In leekgroup/phenopredict: Predicting phenotypes from RNA-seq expression data

library(phenopredict)
## Track time spent on making the vignette
startTime <- Sys.time()

Load libraries

## load libraries
library('devtools')
install_github("leekgroup/phenopredict")
# document("/users/sellis/phenopredict")
library('phenopredict')

Load data

data(sysdata, package='phenopredict')   
#loads cm, cm_new, regiondata, pheno to run example

Filter regions

The first step in building the predictor is filtering the regions that should be used for prediction. This step will require an expression data set (expression) in which your samples are in columns and your expression data are in rows. A corresponding GRanges object (regiondata) is required. The rows of this object should correspond to those in your expression data set. Finally, you will have to provide a phenotype file (phenodata). The rows of this phenotype file will contain the samples included in your expression data set and the columns can include any phenotype information. phenotype specifies the phenotype upon which you want to build the predictor. covariates specifies those covariates you would like to include in the predictor.

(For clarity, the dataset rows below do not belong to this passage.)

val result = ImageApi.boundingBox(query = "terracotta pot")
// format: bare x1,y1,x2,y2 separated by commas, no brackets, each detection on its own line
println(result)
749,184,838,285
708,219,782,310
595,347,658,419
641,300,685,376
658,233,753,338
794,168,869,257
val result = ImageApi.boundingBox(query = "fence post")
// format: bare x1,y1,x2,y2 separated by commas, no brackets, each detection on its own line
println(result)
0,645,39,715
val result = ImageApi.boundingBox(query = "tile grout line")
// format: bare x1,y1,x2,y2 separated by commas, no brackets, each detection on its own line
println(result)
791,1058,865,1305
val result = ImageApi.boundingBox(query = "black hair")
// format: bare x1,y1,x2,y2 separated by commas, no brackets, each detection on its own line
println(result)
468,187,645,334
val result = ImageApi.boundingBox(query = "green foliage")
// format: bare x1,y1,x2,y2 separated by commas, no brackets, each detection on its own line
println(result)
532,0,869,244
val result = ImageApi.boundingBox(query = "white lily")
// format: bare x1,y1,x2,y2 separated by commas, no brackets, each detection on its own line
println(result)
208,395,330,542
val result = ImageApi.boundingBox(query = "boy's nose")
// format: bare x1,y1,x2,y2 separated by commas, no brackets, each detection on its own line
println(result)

Note: the speed of this step depends on both the number of regions in your expression set AND (even moreso on) the number of levels in your phenotype being predicted.

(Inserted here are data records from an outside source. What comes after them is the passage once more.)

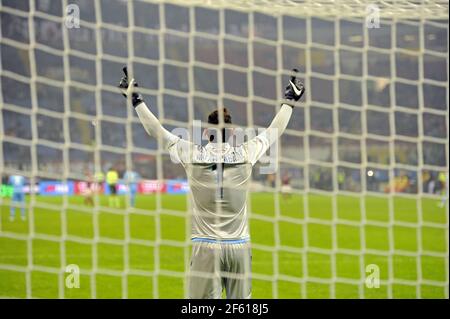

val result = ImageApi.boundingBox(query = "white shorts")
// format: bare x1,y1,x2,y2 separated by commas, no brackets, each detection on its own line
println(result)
188,242,252,299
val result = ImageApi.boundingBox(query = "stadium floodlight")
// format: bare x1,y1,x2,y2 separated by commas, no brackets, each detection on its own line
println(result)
0,0,449,298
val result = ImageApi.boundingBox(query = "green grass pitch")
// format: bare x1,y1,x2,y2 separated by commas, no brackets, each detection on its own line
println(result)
0,193,448,298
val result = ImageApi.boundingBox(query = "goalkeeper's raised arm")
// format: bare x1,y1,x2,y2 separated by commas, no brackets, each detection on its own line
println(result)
244,69,305,165
119,67,180,148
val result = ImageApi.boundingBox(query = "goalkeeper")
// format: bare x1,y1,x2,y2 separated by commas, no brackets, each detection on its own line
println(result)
119,67,304,299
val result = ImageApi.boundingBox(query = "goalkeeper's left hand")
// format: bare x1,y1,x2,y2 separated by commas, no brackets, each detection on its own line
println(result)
119,66,144,107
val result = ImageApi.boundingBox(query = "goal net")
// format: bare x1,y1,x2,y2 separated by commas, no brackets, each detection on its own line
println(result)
0,0,449,298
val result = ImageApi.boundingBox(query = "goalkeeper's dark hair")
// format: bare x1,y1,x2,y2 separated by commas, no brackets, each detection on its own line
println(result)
208,107,231,125
208,107,231,142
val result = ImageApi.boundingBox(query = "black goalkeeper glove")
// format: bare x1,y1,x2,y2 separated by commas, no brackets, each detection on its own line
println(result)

# number of regions in expression data 
nrow(cm)

# number of samples included in example
ncol(cm)

inputdata<-filter_regions(expression=cm, regiondata=regiondata ,phenodata=pheno, phenotype="Sex",
    covariates=NULL,type="factor", numRegions=100)

# taking a look at output of filter_regions()
dim(inputdata$covmat)

inputdata$regiondata

head(inputdata$regioninfo)

Build predictor

After selecting the regions for your phenotype of choice, you'll have to calculate the coefficient estimates for these regions. This will output the coefficient regions for your selected regions (rows) for each of the categories of your predictor (columns)

predictor<-build_predictor(inputdata=inputdata ,phenodata=pheno, phenotype="Sex", covariates=NULL,type="factor", numRegions=10)

#number of probes used for prediction
length(predictor$trainingProbes)

#this contains the coefficient estimates used for prediction. 
# the number of rows corresponds to the number of sites used for prediction
# while the columns corresponds to the number of categories of your phenotype.
dim(predictor$coefEsts)

Test predictor

If you want to test the accuracy of your build predictor on data in which the phenotype is known, use test_predictions().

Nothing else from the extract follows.